Who dares wins? China’s small banks beat ICBC, and state giants, turning brave bets into bonanzas
- Bank of Chengdu and Bank of Jiangsu have risen at least 29 per cent this year, placing them among the top 10 performers on the CSI 300 Index
- Regional lenders have less exposure to the property market and are thriving by serving industrially dynamic cities and provinces, analysts say

Yet, some lenders are getting it right in the unfolding crisis, according to stock analysts. Bank of Chengdu, Bank of Jiangsu and Bank of Hangzhou grew their first-half earnings by more than 30 per cent, even as a fifth of their 40-odd listed peers reported shrinking profits.
Contrarian money managers who picked the trio over the nation’s big four banking giants have been richly rewarded.
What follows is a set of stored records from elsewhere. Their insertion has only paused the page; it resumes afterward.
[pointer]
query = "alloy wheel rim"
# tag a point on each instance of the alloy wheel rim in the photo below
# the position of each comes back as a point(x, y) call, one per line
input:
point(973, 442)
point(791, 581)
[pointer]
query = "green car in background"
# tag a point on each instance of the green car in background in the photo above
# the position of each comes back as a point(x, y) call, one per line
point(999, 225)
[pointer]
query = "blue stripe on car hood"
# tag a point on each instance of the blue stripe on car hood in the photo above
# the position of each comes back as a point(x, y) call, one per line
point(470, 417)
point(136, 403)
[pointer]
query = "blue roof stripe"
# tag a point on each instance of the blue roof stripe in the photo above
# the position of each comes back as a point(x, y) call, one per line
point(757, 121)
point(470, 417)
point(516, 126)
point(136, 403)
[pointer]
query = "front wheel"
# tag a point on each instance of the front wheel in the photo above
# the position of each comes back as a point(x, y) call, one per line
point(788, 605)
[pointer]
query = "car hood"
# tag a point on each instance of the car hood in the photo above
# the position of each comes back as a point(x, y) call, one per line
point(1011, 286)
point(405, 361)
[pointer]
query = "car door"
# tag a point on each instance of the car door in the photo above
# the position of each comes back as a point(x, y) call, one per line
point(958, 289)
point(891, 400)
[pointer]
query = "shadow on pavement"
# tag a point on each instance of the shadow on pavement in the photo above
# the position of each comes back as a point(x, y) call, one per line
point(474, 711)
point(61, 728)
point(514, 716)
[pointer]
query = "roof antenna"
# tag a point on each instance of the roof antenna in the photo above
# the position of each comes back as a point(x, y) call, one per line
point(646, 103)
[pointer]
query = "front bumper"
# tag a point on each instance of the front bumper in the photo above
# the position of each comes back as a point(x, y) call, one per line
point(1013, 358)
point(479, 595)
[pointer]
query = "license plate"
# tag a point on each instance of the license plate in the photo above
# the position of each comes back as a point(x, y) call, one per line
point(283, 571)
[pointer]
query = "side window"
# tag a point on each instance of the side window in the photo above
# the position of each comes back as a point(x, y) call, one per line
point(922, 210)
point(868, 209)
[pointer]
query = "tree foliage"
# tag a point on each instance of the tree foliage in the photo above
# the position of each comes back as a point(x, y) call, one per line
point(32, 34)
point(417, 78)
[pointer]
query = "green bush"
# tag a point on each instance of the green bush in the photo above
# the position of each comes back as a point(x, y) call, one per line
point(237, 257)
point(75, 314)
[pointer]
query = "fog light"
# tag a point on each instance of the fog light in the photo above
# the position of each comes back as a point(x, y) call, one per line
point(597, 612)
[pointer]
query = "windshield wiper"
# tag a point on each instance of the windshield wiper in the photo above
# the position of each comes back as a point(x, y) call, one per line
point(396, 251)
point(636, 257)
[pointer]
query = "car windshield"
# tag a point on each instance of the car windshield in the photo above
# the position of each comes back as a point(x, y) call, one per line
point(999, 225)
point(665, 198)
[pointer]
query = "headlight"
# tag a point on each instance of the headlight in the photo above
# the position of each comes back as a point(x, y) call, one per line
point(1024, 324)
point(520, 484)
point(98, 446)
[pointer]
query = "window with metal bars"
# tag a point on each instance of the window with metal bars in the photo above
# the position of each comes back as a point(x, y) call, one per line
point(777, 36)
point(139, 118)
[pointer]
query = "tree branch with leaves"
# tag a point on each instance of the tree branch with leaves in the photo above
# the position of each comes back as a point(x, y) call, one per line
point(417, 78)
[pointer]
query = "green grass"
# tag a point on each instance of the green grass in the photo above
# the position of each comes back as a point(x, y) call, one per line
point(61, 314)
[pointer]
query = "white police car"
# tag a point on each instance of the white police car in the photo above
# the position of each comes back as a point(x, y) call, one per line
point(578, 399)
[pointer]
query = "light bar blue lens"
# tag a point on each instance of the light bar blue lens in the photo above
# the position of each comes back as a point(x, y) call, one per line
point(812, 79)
Shares of Bank of Chengdu and Bank of Jiangsu have risen at least 29 per cent this year, and were among the top performing CSI 300 Index members.
Others such as Bank of Nanjing and Bank of Hangzhou have risen more than 10 per cent, while the index has slumped 17 per cent.
“Small banks, typically those in the [more prosperous] Jiangsu and Zhejiang provinces, are doing pretty well in boosting asset quality and controlling risks,” said Zheng Qingming, an analyst at Shenwan Hongyuan Group in Shanghai. “They will continue to take the lead against the backdrop of diversification of regional economies.”